Matos was being simplistic because while he recognizes the crucial fact that the country is in the grip of a dictator, the troika, he seems to be unable to see that this institutional troika can also create the conditions required to produce a national leader of the likes of Salazar.

The reasons he does not see this possibility is because of feature that afflicts not just Portugal, but a number of polities that have had fascist or authoritarian leaders, the creation of a single individual as scapegoat. It is not German society at the time that is blamed for the mess of the Third Reich, but Hitler alone. The result is that society and the larger social processes are exculpated as we create a single individual as the embodiment and font of all evil. But the fact is that Salazar did not start out by plotting to be dictator. He was aided in this process through the urgings and accommodation of a society that believed that all it required to resolve its problems was a person with ‘plenty of authority, little hesitation, agility and swiftness.’ What is scary, is that this is the exact formulation that Matos suggests is required of the new Passos Coelho - Portas government. Passos Coelho and Portas may not intend to be dictators, but if there are more voices like those of Matos, it may well set them to on their way to being as dictatorial and authoritarian as the circumstances will allow them.

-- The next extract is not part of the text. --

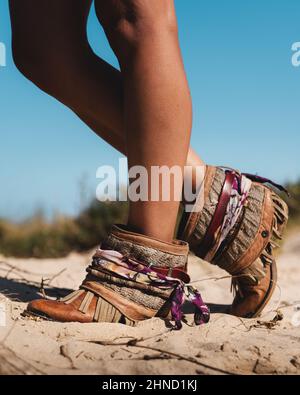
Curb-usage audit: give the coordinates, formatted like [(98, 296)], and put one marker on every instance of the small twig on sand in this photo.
[(135, 343)]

Matos coupled his simplistic dismissal of the political crisis that hovers over Portugal with an offensiveness that while not uniquely Portuguese is a striking feature of this society; laying the blame for extreme positions on the economically lower classes. Thus for example, he dismisses the angry shouts of “We would need 10 Salazars to put things into order!” in a Portuguese market as the anger of a hapless and ignorant woman. The desire for another Salazar Matos affirms, is the call of merely the ignorant, and maybe the Portuguese ‘taxi drivers’. This is incredibly offensive because it assumes that it is the poor and the uneducated that lay the foundation for authoritarian leaders, when all too often, it is the desire of the elites, like those of Matos who by virtue of his intellectual role is a member of that elite, for firm decisions and strong authority that roll out the red carpet for capable persons to morph into autocratic monsters.

Mr. Lochery might yet be right Mr. Matos.